Absolute Value Graph (y = a|x-h| + k) – Tutorial
On this page, you can find the logic, usage, and important details of the Absolute Value Graph (y = a|x-h| + k) calculator.
Absolute Value Graph: y = a|x-h| + k (In-Depth Explanation)
1) What does absolute value mean?
The expression |x-h| represents the distance from x to the point h. It is always 0 or positive.
2) Why is the vertex at (h, k)?
When x = h, |x-h| = 0. Therefore:
y(h) = a·0 + k = k
So the vertex is at (h, k). The "corner" of the absolute value graph occurs because |x-h| changes direction at x = h.
3) Axis of symmetry
|x-h| is symmetric about h.
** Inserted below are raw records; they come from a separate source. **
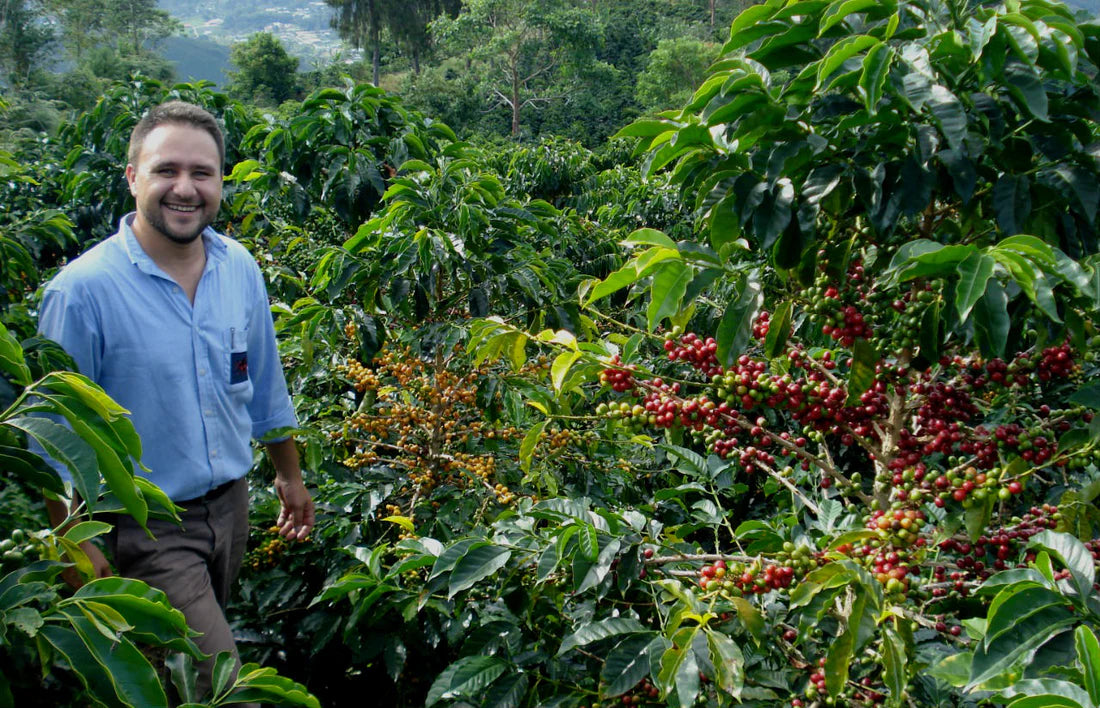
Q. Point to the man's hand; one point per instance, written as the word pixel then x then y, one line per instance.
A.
pixel 296 517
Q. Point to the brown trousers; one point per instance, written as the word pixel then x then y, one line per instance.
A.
pixel 195 563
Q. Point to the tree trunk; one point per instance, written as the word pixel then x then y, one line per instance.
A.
pixel 375 54
pixel 515 101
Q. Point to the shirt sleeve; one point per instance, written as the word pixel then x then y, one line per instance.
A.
pixel 66 320
pixel 271 406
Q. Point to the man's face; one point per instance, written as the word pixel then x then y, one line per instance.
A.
pixel 176 183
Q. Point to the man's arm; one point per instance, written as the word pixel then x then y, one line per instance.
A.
pixel 58 513
pixel 296 517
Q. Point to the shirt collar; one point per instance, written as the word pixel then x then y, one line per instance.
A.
pixel 215 249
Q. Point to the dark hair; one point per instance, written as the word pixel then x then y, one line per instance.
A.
pixel 176 112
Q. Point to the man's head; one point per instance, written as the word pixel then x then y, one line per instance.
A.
pixel 175 112
pixel 176 155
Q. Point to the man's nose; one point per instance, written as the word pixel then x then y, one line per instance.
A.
pixel 184 186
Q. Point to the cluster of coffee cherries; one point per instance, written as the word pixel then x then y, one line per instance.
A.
pixel 19 548
pixel 1055 363
pixel 268 552
pixel 696 351
pixel 745 578
pixel 865 692
pixel 991 552
pixel 620 378
pixel 761 325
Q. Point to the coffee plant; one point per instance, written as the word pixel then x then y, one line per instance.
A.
pixel 793 407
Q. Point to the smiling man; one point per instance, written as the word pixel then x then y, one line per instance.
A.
pixel 173 320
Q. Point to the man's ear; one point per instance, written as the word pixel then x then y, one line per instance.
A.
pixel 131 175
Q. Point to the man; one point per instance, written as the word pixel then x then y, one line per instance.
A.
pixel 172 319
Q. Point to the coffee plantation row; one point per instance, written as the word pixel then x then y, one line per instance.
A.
pixel 783 398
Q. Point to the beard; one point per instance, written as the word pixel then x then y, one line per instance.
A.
pixel 156 219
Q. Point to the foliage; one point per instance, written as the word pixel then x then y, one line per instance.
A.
pixel 265 73
pixel 793 407
pixel 91 152
pixel 24 39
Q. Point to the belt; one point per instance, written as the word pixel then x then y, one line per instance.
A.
pixel 210 496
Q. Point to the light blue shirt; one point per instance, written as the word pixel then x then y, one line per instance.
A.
pixel 200 380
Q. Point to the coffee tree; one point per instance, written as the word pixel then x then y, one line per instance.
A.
pixel 881 408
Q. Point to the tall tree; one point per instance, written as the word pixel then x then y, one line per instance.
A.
pixel 138 23
pixel 360 22
pixel 265 74
pixel 80 23
pixel 24 39
pixel 524 47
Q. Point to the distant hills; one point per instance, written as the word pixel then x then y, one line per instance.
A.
pixel 212 26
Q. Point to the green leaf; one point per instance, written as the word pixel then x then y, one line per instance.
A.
pixel 1081 185
pixel 1088 659
pixel 589 574
pixel 667 292
pixel 589 542
pixel 1012 202
pixel 894 660
pixel 224 666
pixel 839 10
pixel 728 662
pixel 645 129
pixel 66 447
pixel 1014 605
pixel 649 238
pixel 1018 644
pixel 31 468
pixel 679 668
pixel 91 673
pixel 861 377
pixel 975 272
pixel 507 692
pixel 1073 554
pixel 842 649
pixel 842 52
pixel 751 618
pixel 779 331
pixel 132 676
pixel 628 663
pixel 87 530
pixel 603 629
pixel 1088 395
pixel 465 678
pixel 11 358
pixel 624 277
pixel 954 668
pixel 528 444
pixel 876 69
pixel 949 114
pixel 735 329
pixel 263 684
pixel 978 516
pixel 1025 85
pixel 991 320
pixel 479 563
pixel 560 368
pixel 1044 693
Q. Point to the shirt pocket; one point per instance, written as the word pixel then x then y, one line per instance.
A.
pixel 237 344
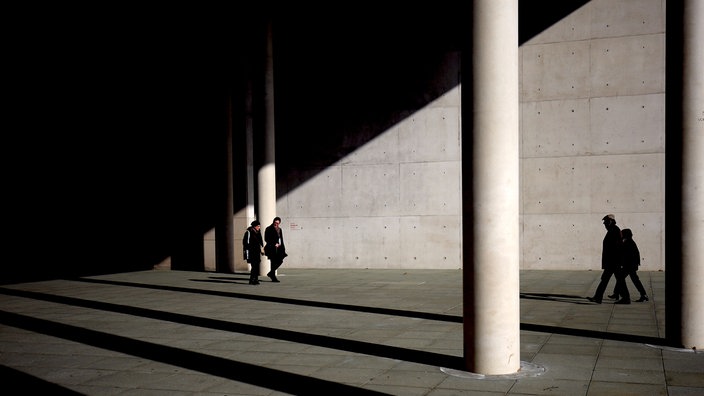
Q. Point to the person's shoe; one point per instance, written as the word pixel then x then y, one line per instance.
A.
pixel 272 276
pixel 594 299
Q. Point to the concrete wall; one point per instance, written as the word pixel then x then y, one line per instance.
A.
pixel 393 203
pixel 592 136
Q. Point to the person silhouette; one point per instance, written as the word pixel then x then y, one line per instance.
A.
pixel 631 262
pixel 611 263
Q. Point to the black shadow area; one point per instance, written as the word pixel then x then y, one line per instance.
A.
pixel 535 16
pixel 212 365
pixel 568 298
pixel 280 300
pixel 594 334
pixel 428 358
pixel 31 385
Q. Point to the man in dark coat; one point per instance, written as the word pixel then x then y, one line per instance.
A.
pixel 611 263
pixel 274 249
pixel 253 249
pixel 630 263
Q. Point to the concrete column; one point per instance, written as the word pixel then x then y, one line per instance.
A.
pixel 224 232
pixel 693 176
pixel 267 173
pixel 491 264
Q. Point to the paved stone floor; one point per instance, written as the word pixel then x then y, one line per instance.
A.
pixel 396 332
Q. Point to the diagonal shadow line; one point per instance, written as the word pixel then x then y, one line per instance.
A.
pixel 318 304
pixel 595 334
pixel 556 297
pixel 213 365
pixel 385 351
pixel 32 385
pixel 413 314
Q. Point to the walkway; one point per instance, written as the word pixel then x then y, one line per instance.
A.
pixel 328 332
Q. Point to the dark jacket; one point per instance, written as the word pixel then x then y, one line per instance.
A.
pixel 252 245
pixel 631 255
pixel 611 250
pixel 271 237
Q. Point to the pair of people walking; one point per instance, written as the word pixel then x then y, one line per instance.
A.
pixel 620 258
pixel 272 245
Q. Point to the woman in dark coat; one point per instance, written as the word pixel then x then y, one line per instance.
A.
pixel 274 249
pixel 253 248
pixel 631 262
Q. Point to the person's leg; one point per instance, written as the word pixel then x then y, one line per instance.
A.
pixel 639 286
pixel 254 273
pixel 622 288
pixel 599 294
pixel 275 264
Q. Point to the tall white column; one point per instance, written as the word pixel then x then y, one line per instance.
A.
pixel 693 175
pixel 267 173
pixel 491 299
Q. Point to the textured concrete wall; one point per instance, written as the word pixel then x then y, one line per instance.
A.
pixel 393 203
pixel 592 143
pixel 593 134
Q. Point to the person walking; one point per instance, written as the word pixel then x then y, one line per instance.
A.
pixel 253 248
pixel 275 249
pixel 630 263
pixel 611 262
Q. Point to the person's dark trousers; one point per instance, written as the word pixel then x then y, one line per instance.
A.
pixel 254 273
pixel 605 277
pixel 638 284
pixel 621 288
pixel 275 264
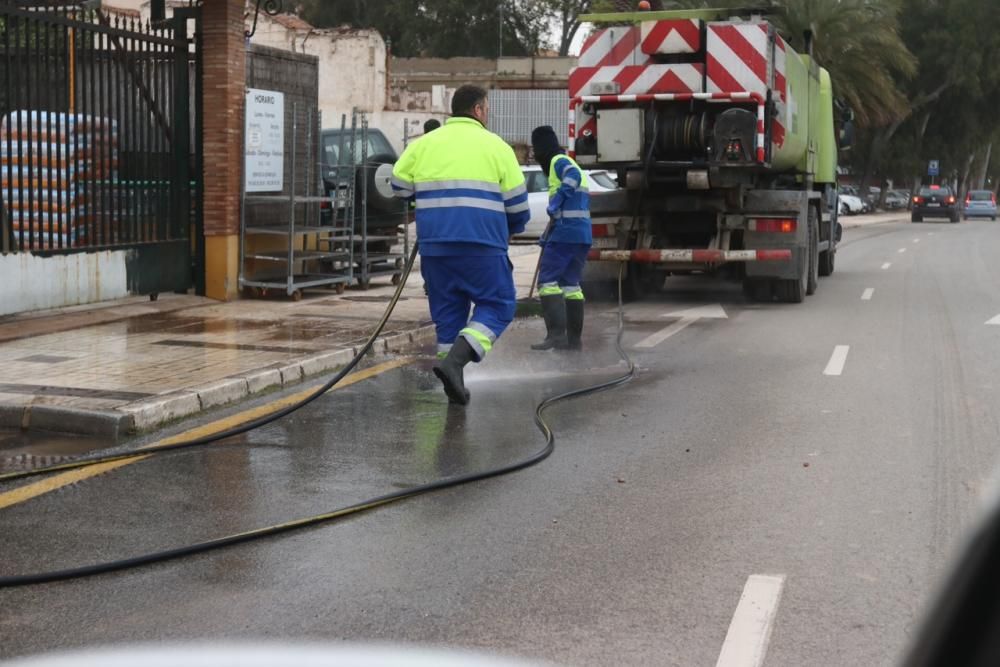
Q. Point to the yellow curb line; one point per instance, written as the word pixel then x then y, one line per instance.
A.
pixel 35 489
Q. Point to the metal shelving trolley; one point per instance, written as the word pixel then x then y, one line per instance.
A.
pixel 303 237
pixel 382 243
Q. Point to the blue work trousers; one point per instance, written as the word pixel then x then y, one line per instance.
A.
pixel 456 283
pixel 562 268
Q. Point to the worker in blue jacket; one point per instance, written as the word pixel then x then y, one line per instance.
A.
pixel 566 244
pixel 470 199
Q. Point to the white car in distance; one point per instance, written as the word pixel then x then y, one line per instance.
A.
pixel 538 197
pixel 850 204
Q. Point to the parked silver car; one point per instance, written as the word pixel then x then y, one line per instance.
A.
pixel 980 204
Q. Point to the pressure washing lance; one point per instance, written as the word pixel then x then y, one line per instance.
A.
pixel 530 306
pixel 246 536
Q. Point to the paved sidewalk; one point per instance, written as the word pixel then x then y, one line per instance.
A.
pixel 132 365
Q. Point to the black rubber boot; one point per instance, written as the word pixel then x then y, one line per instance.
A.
pixel 449 371
pixel 554 313
pixel 574 323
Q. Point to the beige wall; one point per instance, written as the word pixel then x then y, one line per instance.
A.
pixel 351 66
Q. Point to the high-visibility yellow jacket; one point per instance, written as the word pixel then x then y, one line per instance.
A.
pixel 569 202
pixel 468 187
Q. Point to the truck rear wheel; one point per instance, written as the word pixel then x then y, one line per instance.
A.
pixel 813 274
pixel 794 291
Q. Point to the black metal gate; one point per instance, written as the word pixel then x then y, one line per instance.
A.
pixel 96 143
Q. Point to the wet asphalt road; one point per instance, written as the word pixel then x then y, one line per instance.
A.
pixel 732 454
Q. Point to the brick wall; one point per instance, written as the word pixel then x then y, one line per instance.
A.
pixel 224 85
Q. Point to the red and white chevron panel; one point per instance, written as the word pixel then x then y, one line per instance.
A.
pixel 638 79
pixel 671 37
pixel 737 58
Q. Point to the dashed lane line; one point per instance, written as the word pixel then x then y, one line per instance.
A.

Points equally distant from h on either side give the same y value:
|(h-d)-h| = |(h+d)-h| = d
So the axis of symmetry of the graph is the line x = h.
4) What does the coefficient a do?
- a > 0: Graph opens upward (V shape).
- a < 0: Graph opens downward (∧ shape).
- Larger |a|: Arms become steeper (graph "narrows").
- Smaller |a|: Arms become flatter (graph "widens").
5) Piecewise representation
The absolute value expands as:
- If x ≥ h: |x-h| = x-h
- If x < h: |x-h| = -(x-h) = h-x
Therefore:
y = a|x-h| + k =
{ a(x-h)+k, x≥h
a(h-x)+k, x<h }
6) Slope interpretation
In the region x ≥ h, the slope is +a; in the region x < h, the slope is -a. This is why there is a "break/corner" in the graph at the vertex.
7) Intercepts
- y-intercept: Substitute x=0 (if 0 is within the range).
- x-intercept: Solve a|x-h|+k=0 for y=0:
- If a=0: y=k is a constant line
- If a≠0: |x-h| = -k/a. If the right side is negative, there are no roots.
Note: This tool plots the graph using numerical sampling, but the vertex and symmetry information are derived analytically from the function structure.